We all get told to do our pelvic floor exercises during pregnancy and after birth, are you performing them exercise optimally?
Do you understand the pelvic floor muscle, its anatomy and its function?
Lets start with this last question, the pelvic floor muscle consists of two layers, deep muscles located a little further up within the pelvis itself and an outer layer of muscles, which are between the anus and vagina (these are the ones you can feel when you pull up to stop urine). The two layers of muscles are separated by soft tissue, making it bouncy when pressure is applied. The deep pelvic floor muscle supports the uterus, lower part of the bladder, abdominal contents and the outer muscles support the anus and vagina, they also form the perineum.
It is really important to exercise the pelvic floor muscle the right way for birth and postpartum, avoiding over tightening the muscles, especially in preparation for birth, unfortunately this can often happen when doing traditional methods of pelvic floor exercises (pulling up and releasing). In preparation for birth you ideally want the deeper muscle layer to be flexible and relax the outer pelvic floor muscle layer, this will help the opening of the pelvis during the birthing process and aid an uncomplicated natural birth.
Pelvic floor exercises that will encourage deep pelvic floor muscle flexibility are pelvic tilts,
while drawing your tailbone and pubic bone towards each other and your two sit bones towards each other (bones in your bottom), avoid pulling up the pelvic floor the way you may previously have been used to.

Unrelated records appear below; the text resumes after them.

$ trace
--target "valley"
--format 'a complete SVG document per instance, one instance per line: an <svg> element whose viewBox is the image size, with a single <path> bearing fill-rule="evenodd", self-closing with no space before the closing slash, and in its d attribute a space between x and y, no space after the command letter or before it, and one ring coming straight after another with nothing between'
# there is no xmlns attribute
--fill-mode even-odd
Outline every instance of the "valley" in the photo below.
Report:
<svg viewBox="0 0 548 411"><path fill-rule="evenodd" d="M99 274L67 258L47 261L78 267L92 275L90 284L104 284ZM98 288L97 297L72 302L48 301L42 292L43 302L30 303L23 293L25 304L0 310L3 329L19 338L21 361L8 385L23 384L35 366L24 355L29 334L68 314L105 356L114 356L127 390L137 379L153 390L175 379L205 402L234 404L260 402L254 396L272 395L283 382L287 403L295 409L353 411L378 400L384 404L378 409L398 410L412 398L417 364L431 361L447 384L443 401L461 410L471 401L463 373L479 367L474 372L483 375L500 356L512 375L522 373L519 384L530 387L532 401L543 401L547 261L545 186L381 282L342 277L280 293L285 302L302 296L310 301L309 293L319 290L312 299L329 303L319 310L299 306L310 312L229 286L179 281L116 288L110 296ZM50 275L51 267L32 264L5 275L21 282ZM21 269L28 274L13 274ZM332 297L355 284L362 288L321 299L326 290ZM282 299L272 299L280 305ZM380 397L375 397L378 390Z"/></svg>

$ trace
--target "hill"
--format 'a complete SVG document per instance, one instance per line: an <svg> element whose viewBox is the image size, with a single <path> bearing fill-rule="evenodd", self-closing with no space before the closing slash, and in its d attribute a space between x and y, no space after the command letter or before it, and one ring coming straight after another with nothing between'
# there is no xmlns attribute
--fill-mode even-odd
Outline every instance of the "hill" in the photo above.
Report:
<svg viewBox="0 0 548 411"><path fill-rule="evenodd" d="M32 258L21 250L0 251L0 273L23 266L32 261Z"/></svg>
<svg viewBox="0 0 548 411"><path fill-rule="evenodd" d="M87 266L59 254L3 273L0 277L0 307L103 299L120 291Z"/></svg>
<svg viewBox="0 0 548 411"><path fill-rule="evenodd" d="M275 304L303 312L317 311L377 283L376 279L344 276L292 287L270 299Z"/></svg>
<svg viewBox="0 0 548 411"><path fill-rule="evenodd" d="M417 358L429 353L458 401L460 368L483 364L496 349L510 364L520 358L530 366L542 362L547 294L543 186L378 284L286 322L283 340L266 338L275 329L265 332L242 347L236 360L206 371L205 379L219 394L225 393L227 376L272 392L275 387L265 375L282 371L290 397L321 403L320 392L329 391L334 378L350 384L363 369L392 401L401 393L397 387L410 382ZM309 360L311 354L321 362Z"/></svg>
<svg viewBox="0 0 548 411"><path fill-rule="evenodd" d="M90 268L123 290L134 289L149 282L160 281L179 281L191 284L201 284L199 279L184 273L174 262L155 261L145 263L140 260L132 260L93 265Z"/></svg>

Try doing pelvic tilts regularly, 10-15 reps 3-4 times a week, these are not as discreet as traditional pelvic floor exercises, so you will need to make time to do these either lying or standing (standing only for for second and third trimester). This is a more gentle and effective approach than traditional pelvic floor exercises and can be incorporated into many functional exercises as opposed to doing isolated pelvic floor exercises, this approach will keep the muscles stretchy and will aid stress incontinence also, for after birth and as women get older.